Sial, Tenten merutuk dalam hati. Ia telah benar-benar kehilangan jejak Neji. Baju seragamnya sudah sedikit kusut dan rambut cepolnya tampak berantakan. Namun detik berikutnya, gadis berkepribadian ganda itu tersenyum senang—melihat siluet punggung tegap Neji dengan ciri khas rambut coklat sepunggungnya—berjalan terburu-buru di tangga menuju areal kelas dua. Tak ambil pusing, Tenten menghentakkan kakinya dan melesat mengejar Neji.

"NEJIIII~!"

Di sanalah sang ketua OSIS berdiri—di depan ruang kelas 2-1, bersama adik sepupu kesayangannya, Hinata, dan cowok blonde bermata saphire, Naruto.

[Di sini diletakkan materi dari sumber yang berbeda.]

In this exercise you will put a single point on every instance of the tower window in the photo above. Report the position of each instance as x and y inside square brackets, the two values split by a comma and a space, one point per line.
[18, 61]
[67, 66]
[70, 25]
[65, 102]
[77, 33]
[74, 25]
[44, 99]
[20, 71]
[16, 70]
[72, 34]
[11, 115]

Neji menoleh, menatap Tenten yang berlari ke arahnya dengan penampilan kacau. Ia tidak merespon, dan hanya menaikkan sedikit sudut bibirnya. Ia kemudian kembali menghadap Hinata dan menepuk pelan kepala indigo gadis itu. "Ayo, Hinata," ucapnya pelan.

Hinata mengangguk sekali, menundukkan kepalanya dalam-dalam—menyembunyikan air matanya yang sudah mengalir menerobos pelupuk mata lavendernya, dan berjalan mengikuti Neji. Ia melirik Tenten sekilas saat mereka berpapasan. Sedangkan Neji tidak mengucapkan sepatah kata pun pada Tenten. Ia hanya menatap gadis itu dengan pandangan yang sulit diartikan, dan berjalan melewatinya begitu saja.

Tenten menggigit bibir bawahnya—menahan sesuatu yang meluap dalam dadanya.

Neji yang baik hati.

Neji yang bijaksana.

Neji yang kalem.

Neji yang selalu tersenyum untuknya.

Neji yang selalu ada di sisinya.

Neji yang kaku dalam hal percintaan.

Neji yang itu—yang begitu ia sayangi.

"Hizashi-jiichan..." suara berat Naruto membuyarkan lamunan Tenten. Kini cowok blonde itu berdiri tepat di sampingnya, menatap koridor yang dipenuhi siswa kelas dua. "...baru saja. Hizashi-jiichan meninggal dunia."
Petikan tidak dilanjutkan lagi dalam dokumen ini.